¡Bendice, alma mía, al Señor! ¡Cuán grande eres, Señor mi Dios! ¡Estás rodeado de gloria y de esplendor!
¡Te has revestido de luz, como de una vestidura! ¡Extiendes los cielos como una cortina!
¡Dispones tus mansiones sobre las aguas! ¡Las nubes son tu lujoso carruaje, y te transportas sobre las alas del viento!
¡Los vientos son tus mensajeros! ¡Las llamas de fuego están a tu servicio!
Tú afirmaste la tierra sobre sus cimientos, y de allí nada la moverá.
¡Con las aguas del abismo la cubriste! Las aguas se detuvieron sobre los montes,
pero las reprendiste, y huyeron; al escuchar tu voz, bajaron presurosas.
Subieron a los montes, bajaron por los valles, al sitio que les habías destinado.
Les pusiste un límite, que no debían cruzar, para que no volvieran a cubrir la tierra.
Tú llenas las fuentes con los arroyos que corren ligeros entre los montes;
allí apagan su sed los animales salvajes; allí los asnos monteses mitigan su sed.
En sus riberas anidan las aves del cielo, y entre las ramas se escuchan sus trinos.
Desde las alturas riegas los montes, y la tierra se sacia con el fruto de tus obras.

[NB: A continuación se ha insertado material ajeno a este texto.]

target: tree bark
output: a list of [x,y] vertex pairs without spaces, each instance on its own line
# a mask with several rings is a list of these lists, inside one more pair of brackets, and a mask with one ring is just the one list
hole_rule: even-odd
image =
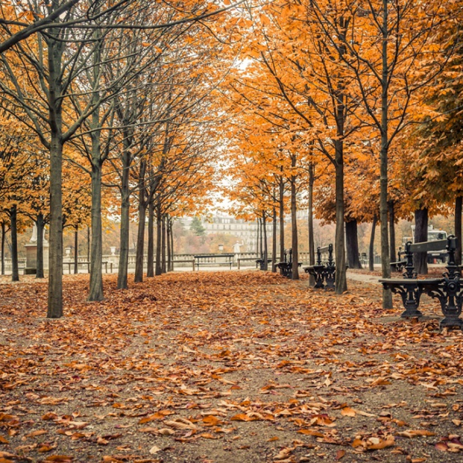
[[122,155],[122,179],[121,184],[121,231],[117,277],[117,288],[120,290],[126,290],[128,288],[127,274],[129,239],[130,190],[128,180],[130,156],[128,147],[126,147]]
[[156,206],[156,275],[162,273],[162,264],[161,261],[161,247],[162,236],[162,217],[161,213],[161,203],[158,202]]
[[40,212],[35,222],[37,227],[37,262],[35,278],[43,278],[43,215]]
[[[381,236],[381,271],[383,278],[391,276],[391,261],[389,254],[389,236],[387,230],[388,152],[389,125],[388,93],[389,89],[389,63],[387,58],[387,42],[389,39],[389,17],[387,0],[383,0],[383,38],[381,70],[381,148],[380,152],[380,222]],[[383,290],[383,308],[392,308],[392,294],[390,290]]]
[[5,275],[5,233],[6,225],[4,222],[2,223],[2,274]]
[[[291,167],[296,167],[296,155],[291,157]],[[296,217],[297,198],[296,196],[296,177],[291,176],[291,249],[293,253],[293,278],[299,279],[299,246],[297,236],[297,219]]]
[[173,219],[169,221],[170,227],[170,252],[172,254],[170,260],[170,271],[173,272]]
[[260,217],[258,217],[256,219],[257,224],[257,241],[256,242],[256,255],[258,259],[262,258],[261,247],[260,246]]
[[[50,51],[49,53],[52,53]],[[50,77],[51,79],[51,77]],[[57,104],[53,106],[56,108]],[[50,112],[52,113],[52,109]],[[61,112],[51,116],[52,133],[50,147],[50,246],[49,248],[48,304],[47,317],[63,315],[62,150]],[[56,113],[58,113],[56,111]],[[59,120],[59,121],[58,121]],[[57,129],[56,126],[59,128]]]
[[[282,167],[281,168],[282,170]],[[280,262],[284,260],[284,181],[282,175],[279,184]]]
[[79,273],[79,266],[77,264],[79,260],[79,227],[76,226],[74,231],[74,273]]
[[167,233],[167,271],[171,271],[171,266],[172,265],[172,256],[171,255],[170,250],[170,219],[167,216],[166,219],[166,231]]
[[[415,242],[428,240],[428,209],[423,208],[415,211]],[[421,275],[428,273],[428,253],[415,252],[413,254],[415,271]]]
[[10,209],[10,230],[11,232],[11,281],[19,281],[18,267],[17,209],[13,206]]
[[163,215],[162,216],[162,236],[161,238],[161,240],[162,241],[162,255],[161,256],[161,258],[162,259],[162,273],[165,273],[166,271],[166,249],[167,248],[166,246],[166,216]]
[[346,222],[346,245],[349,268],[361,269],[362,264],[359,256],[359,234],[356,218]]
[[90,247],[91,244],[90,242],[91,229],[90,227],[87,227],[87,262],[90,261]]
[[269,270],[269,244],[267,242],[267,216],[264,211],[262,211],[262,231],[263,232],[263,270]]
[[[140,196],[142,192],[140,192]],[[146,206],[142,198],[138,201],[138,231],[137,234],[137,250],[135,257],[135,275],[134,281],[141,283],[143,281],[143,257],[145,248],[145,220]]]
[[[93,118],[95,119],[95,118]],[[94,120],[93,124],[95,124]],[[91,135],[92,139],[92,181],[91,238],[88,249],[90,249],[90,285],[87,300],[103,300],[103,231],[101,222],[101,145],[100,131],[96,130]],[[122,222],[121,222],[122,227]],[[87,256],[89,257],[89,256]],[[120,268],[120,260],[119,268]],[[119,284],[119,283],[118,283]],[[119,288],[119,285],[118,288]],[[126,288],[121,286],[120,288]]]
[[[315,181],[314,169],[315,166],[311,163],[308,166],[308,211],[307,226],[308,227],[308,264],[315,264],[315,240],[314,236],[314,184]],[[311,286],[315,284],[315,277],[310,275],[308,284]]]
[[344,247],[344,161],[342,140],[335,141],[335,150],[336,152],[336,162],[335,166],[336,191],[336,230],[335,242],[336,276],[335,281],[335,292],[337,294],[342,294],[347,290],[347,280],[346,277],[346,252]]
[[151,201],[148,205],[148,266],[146,276],[155,276],[155,203]]
[[276,208],[274,206],[273,210],[273,228],[272,230],[272,271],[276,272]]
[[455,253],[455,262],[461,264],[461,212],[463,196],[457,196],[455,199],[455,236],[456,237],[456,251]]
[[389,237],[390,250],[389,254],[391,262],[396,262],[395,254],[395,211],[394,207],[394,202],[391,200],[387,202],[387,208],[389,212]]
[[142,159],[138,170],[139,184],[138,194],[138,232],[137,235],[137,249],[135,257],[135,283],[143,281],[143,257],[145,252],[145,221],[146,217],[146,161]]
[[368,247],[368,270],[372,272],[374,270],[374,232],[378,223],[378,216],[373,216],[373,223],[371,224],[371,233],[370,235],[370,245]]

Haces crecer la hierba para los ganados, y las plantas que el hombre cultiva para sacar de la tierra el pan que come
y el vino que le alegra el corazón, el aceite que da brillo a su rostro, y el pan que sustenta su vida.
Se llenan de savia los árboles del Señor, los cedros del Líbano que él mismo plantó.
En sus ramas anidan las aves; en las hayas hacen su nido las cigüeñas;
en las altas montañas retozan las cabras monteses; en las peñas se resguardan los damanes.